Despite the decline in prices, both Lamb and fellow panelist Robin Warner, managing director of Oaklins DeSilva + Phillips Investment Bank, agreed that acquisition activity, in the trade market as well as the education and technology markets, has been busier in recent years than it was following the Great Recession and the explosion of e-book sales. With e-book sales now more predictable, publishing executives have a better view of the horizon—even if that view is one of generally slow growth for the industry, Lamb said. The current environment, Lamb added, has drawn in strategic buyers (publishers looking to buy another publisher) and make it plausible for financial buyers (usually private equity firms looking to buy a company and then sell it in three to five years) to consider a publishing acquisition.

While deals are getting done, the process takes much longer than it did before the Great Recession, Warner said. "It can be a grueling process," she told the audience, noting that publishers today "are much more careful" about going ahead with an acquisition.

Strategic buyers are the most likely to do a deal in the trade space, and they are looking for a "perfect fit," Lamb said. That has led to more "list buys," purchases that usually involve one company buying the assets of another company without taking on many of its employees.

The types of companies that make attractive acquisition candidates have not changed much over the years, with one exception: a publisher that has had success with digital publishing.

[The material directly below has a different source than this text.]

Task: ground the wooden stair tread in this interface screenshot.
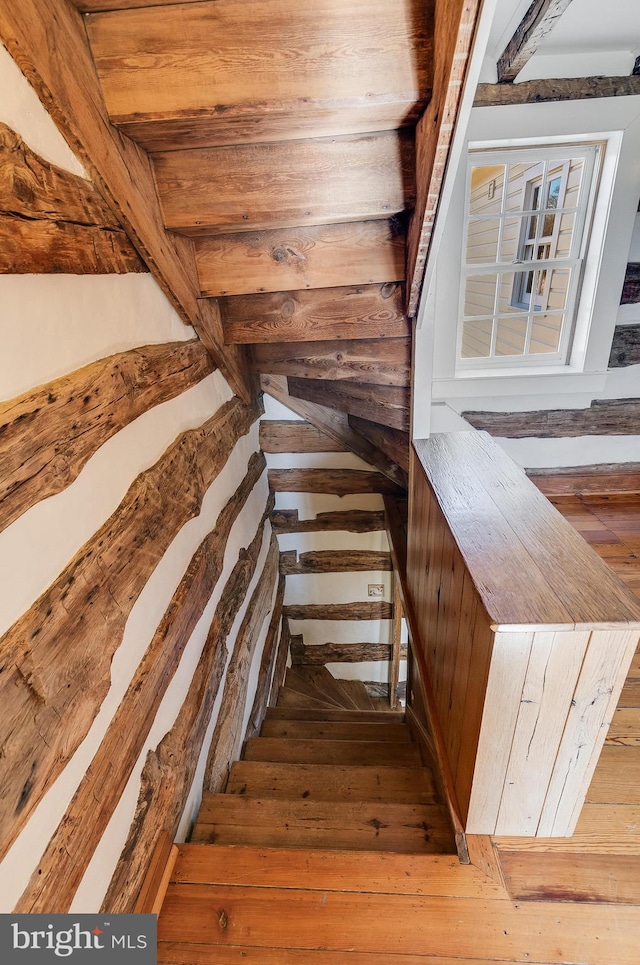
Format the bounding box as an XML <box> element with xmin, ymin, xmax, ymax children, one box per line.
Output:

Otherwise, buyers are still looking for companies with great content, strong backlists, capable management, a recent history of sales and earnings growth, and projections for more growth, Warner said. A publisher that can offer a buyer a unique sales channel, one that they don't already have, is also an appealing target, Warner said, before adding: "corporate culture cannot be underestimated."

Since the meeting was held in a room full of people associated in one way or another with book manufacturing, a member of the audience asked if the current printing crunch has been factored into the pricing of companies. Lamb said that hasn't happened yet, but that it could become an issue in the future.